Ольга Владимировна потянулась за следующим шаром. Он был матово-малиновый и тоже весь в серебристой узорчатой пыли. Набор великолепных шаров из Германии она купила пятнадцать лет назад на новогодней ярмарке, которую неожиданно устроили прямо перед домом. Весело, беззаботно проходили праздники в те годы. Люди танцевали и пели прямо на улице. Ленинград переименовали обратно в Петербург, и все верили, даже газеты писали, что все теперь пойдет по-другому. Тогда-то ей и приглянулись эти дары, которые ныне продаются по немыслимым, недоступным ценам.

Ольга Владимировна повесила последний шар и нагнулась к полу, где в коробке из-под сапог ожидала своей очереди разная блестящая мелочь: грибочки, ягоды земляники, сосульки наполовину прозрачные, зеркальные шарики с разноцветными вмятинками, глянцевые пирамидки из разноцветных колец на зажимах, чтобы стояли, а не висели на ветке. Старомодные, трогательные. Их оставила подруга Соня, уезжая из Питера в Калифорнию. Иногда она писала оттуда торопливые письма и присылала яркие фотографии: то на фоне пышного розового куста в своем палисаднике, то на мексиканском пляже под синим-синим небом. А Ольга Владимировна, наряжая елку, всякий раз вспоминала, как ждали они когда-то с Соней разных чудес перед праздником.

Деревце в тепле источало свежий неповторимый аромат. Только раз в году так пахнут елки! Вот еще и Санта-Клаус в красном кафтанчике. Чей-то сувенир, случайный, наверное, студенты подарили.

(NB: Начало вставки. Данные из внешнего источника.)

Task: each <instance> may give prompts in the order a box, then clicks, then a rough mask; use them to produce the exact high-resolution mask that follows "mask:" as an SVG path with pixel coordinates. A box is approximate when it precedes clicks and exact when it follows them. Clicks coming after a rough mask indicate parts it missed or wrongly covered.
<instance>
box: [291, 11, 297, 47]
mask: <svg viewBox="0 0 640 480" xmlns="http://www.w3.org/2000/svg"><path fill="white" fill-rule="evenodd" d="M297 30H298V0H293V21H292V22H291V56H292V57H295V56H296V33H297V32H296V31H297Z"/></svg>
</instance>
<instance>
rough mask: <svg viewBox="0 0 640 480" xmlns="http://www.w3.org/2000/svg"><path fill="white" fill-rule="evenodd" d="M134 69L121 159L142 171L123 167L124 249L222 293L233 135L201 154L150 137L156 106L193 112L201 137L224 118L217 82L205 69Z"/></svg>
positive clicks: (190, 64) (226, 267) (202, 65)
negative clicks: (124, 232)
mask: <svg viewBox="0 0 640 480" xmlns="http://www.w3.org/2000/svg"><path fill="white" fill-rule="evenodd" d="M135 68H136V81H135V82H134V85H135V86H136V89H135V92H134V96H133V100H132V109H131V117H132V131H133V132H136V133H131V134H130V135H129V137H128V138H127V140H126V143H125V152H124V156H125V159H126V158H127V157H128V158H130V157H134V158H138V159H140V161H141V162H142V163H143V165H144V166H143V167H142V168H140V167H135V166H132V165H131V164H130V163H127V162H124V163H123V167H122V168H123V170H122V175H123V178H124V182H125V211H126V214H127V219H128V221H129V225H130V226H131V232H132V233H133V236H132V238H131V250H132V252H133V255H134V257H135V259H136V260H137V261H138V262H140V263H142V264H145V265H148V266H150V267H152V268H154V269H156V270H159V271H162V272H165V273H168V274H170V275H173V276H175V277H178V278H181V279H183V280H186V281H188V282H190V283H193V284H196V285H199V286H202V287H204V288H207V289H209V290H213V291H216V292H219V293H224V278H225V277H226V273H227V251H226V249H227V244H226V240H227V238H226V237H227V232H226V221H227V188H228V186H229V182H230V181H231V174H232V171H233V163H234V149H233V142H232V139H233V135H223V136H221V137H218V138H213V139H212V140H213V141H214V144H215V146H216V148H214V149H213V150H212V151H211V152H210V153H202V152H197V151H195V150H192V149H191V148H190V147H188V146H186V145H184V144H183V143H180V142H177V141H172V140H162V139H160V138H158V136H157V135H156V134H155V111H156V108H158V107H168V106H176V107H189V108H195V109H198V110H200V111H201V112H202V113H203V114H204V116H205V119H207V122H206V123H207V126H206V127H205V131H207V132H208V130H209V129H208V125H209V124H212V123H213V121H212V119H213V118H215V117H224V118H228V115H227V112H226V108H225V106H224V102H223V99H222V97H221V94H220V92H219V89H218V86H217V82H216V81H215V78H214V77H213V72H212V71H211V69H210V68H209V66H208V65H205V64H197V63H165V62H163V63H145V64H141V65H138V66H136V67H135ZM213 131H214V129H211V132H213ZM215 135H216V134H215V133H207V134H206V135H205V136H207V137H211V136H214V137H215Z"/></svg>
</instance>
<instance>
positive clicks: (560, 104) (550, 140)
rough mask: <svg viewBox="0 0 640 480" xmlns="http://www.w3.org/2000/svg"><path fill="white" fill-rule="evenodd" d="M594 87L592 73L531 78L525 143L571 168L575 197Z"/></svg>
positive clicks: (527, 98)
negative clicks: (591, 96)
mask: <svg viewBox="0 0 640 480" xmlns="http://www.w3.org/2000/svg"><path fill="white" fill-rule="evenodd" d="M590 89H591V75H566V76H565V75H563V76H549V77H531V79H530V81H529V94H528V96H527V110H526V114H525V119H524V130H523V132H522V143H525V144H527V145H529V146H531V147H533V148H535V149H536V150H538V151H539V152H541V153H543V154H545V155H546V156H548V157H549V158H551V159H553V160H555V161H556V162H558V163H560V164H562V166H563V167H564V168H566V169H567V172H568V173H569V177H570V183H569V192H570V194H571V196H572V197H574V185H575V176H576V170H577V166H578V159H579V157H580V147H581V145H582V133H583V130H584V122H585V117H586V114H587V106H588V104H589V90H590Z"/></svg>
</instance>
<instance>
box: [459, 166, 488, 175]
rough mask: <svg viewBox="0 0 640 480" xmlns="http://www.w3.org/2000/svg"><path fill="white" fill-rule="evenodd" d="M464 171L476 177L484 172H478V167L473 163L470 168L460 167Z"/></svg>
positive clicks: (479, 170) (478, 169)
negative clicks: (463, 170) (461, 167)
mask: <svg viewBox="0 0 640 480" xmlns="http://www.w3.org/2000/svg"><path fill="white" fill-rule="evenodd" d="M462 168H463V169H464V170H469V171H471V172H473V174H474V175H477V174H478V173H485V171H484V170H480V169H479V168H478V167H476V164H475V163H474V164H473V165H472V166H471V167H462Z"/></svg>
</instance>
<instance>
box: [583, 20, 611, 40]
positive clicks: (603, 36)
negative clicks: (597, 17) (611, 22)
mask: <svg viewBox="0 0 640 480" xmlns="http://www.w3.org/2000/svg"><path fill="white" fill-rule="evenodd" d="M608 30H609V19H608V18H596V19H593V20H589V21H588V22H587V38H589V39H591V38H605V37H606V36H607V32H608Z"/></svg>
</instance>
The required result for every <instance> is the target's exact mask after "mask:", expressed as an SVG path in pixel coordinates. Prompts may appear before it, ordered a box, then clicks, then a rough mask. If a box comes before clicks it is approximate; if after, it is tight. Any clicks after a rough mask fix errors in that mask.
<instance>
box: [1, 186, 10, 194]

Теперь самое главное. Из особой коробки достала она скромные бумажные фигурки – ангелов трубящих, вертеп с барашком на переднем плане и гирлянду флажков, на каждом по букве, а вместе слова: «Слава в вышних Богу...» Эти украшения они вырезали из детского набора-самоделки, купленного в церковной лавке. Втроем с дочками-близняшками Верой и Соней собирали, клеили. Бумага была дешевая, шершавая, блекловатого цвета. Но рисунок изящный. Возможно, выкройка была повторена с какого-то старинного образца. Девочки очень любили эти украшения. Они содержали особый смысл, напоминание, что настоящий праздник будет через неделю.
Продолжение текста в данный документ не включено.